Clam Point used to be called Harrison Square, or "The Square." The name was a tribute to President William Henry Harrison and his visit to Dorchester in 1840. Harrison Square had been used to refer to both the Harrison Square commercial area around the Old Colony Railroad depot (1844), and the residential district later named Clam Point.
The Harrison name fell into disuse since the railroad line closed in the 1950s. The Harrison Square Depot was demolished around 1970. The name Clam Point was likely put into use by real estate developers in the 1970s for marketing purposes.
Clam Point did not have commercial significance for Dorchester until the early 19th century when ship building and trading took place in proximity to the Commercial Point.
Commerce suffered and declined by the time of The War of 1812 in the area. Although there had been whale and cod fisheries after that, it wasn't until the arrival of the Old Colony Railroad during the mid-1840s that residential development was seriously undertaken. Many affluent families had moved into the area by 1850.
In the 1840s and 1850s, there was a development of large Italianate residences on Park Street. Luther Briggs, John A. Fox, and Mary E. Noyes were among the famous architects who had designed some historically significant mansions for the area. By the 1890s, the area gained prominence as a summer resort with the Russel House hotel as its centerpiece. By the late 1890s, the Dorchester Yacht Club had been established on Freeport Street.

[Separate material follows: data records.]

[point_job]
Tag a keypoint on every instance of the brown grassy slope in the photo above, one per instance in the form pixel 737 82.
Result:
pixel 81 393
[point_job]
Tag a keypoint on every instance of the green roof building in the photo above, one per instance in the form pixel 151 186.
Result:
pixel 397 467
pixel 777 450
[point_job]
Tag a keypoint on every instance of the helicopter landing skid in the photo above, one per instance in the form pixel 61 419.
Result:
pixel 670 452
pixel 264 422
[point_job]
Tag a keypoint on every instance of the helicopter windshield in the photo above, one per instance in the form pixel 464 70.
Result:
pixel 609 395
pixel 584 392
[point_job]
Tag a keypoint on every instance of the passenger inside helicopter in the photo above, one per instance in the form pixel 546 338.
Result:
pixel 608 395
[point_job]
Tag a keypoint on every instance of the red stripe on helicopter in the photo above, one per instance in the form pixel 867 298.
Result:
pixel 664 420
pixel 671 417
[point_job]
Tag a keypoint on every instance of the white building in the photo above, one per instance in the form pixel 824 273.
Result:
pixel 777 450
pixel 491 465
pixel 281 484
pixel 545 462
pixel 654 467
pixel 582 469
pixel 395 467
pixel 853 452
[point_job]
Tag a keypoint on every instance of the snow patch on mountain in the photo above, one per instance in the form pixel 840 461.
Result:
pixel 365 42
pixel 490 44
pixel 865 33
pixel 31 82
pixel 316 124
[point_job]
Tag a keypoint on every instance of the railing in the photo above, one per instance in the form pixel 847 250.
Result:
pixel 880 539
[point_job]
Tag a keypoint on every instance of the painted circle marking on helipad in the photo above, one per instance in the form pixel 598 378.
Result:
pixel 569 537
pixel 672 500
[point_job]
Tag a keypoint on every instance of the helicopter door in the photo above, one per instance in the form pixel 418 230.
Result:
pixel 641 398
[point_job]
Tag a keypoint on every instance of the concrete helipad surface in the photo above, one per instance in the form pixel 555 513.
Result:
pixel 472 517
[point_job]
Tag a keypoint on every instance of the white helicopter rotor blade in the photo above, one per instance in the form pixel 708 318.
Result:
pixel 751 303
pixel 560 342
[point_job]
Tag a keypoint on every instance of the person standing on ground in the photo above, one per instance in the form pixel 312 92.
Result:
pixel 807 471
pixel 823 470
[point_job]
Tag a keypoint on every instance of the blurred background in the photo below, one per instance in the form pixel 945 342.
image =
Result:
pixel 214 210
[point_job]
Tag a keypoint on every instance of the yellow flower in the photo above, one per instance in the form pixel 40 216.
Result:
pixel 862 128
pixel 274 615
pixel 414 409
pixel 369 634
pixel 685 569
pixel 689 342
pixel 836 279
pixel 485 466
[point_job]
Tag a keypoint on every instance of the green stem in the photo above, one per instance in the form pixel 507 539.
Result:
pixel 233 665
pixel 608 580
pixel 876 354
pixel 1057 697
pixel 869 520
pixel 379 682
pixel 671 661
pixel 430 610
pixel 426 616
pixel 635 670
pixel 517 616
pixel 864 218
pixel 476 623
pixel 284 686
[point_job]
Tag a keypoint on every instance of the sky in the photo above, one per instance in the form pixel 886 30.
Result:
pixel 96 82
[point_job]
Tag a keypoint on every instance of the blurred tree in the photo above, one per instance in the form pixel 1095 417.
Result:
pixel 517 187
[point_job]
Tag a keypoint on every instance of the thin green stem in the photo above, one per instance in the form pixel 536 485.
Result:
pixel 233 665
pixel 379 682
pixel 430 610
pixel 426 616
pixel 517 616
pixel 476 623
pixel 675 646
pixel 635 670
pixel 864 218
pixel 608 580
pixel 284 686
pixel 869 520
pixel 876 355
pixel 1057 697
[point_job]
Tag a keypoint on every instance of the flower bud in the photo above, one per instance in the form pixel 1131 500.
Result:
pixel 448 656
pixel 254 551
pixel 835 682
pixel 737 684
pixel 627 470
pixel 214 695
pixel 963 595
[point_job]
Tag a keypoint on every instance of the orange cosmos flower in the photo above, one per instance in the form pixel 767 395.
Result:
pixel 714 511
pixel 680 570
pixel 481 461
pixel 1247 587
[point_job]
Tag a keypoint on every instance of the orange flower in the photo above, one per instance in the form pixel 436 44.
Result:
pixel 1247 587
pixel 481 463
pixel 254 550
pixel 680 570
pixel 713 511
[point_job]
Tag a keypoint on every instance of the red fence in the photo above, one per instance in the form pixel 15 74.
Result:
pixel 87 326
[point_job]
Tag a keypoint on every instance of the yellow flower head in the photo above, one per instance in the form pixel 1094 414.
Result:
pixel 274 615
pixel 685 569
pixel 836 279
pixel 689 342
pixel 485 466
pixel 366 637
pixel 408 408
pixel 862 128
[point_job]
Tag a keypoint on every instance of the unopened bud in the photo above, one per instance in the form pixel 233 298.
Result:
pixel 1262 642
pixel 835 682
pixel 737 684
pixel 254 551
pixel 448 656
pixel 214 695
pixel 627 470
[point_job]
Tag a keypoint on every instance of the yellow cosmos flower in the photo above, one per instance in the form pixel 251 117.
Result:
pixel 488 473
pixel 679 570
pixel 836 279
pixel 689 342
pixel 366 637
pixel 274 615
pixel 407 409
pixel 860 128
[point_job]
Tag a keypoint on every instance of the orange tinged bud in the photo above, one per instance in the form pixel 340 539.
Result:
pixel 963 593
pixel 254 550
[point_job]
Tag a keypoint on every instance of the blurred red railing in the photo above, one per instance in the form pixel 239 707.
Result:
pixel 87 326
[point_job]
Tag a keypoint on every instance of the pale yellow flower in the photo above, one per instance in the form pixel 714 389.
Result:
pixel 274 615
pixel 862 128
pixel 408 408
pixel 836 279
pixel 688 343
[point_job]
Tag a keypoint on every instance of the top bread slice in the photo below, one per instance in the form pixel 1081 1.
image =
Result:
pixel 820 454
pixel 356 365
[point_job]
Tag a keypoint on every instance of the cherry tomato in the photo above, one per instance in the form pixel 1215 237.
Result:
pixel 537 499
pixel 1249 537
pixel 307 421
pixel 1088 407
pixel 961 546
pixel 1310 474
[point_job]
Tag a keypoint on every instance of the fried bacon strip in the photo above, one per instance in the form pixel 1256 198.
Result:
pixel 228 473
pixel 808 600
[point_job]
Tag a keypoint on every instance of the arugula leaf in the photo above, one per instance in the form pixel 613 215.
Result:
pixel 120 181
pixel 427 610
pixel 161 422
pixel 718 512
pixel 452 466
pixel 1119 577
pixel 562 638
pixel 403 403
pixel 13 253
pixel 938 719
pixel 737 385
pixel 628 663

By the early 20th century, the area began to be populated by recent immigrants to the country, such as the Irish, Italian, and Polish. In the 1930s, due to national economic distress of the Great Depression, many of the large houses were converted to multiple rental units. The construction of Morrissey Boulevard (the Old Colony Parkway) and the Southeast Expressway in the 1950s divided the area into two halves. In the early 2000s Clam Point began to attract new wave of development with the construction of luxury condominium complexes on Park and Ashland Streets.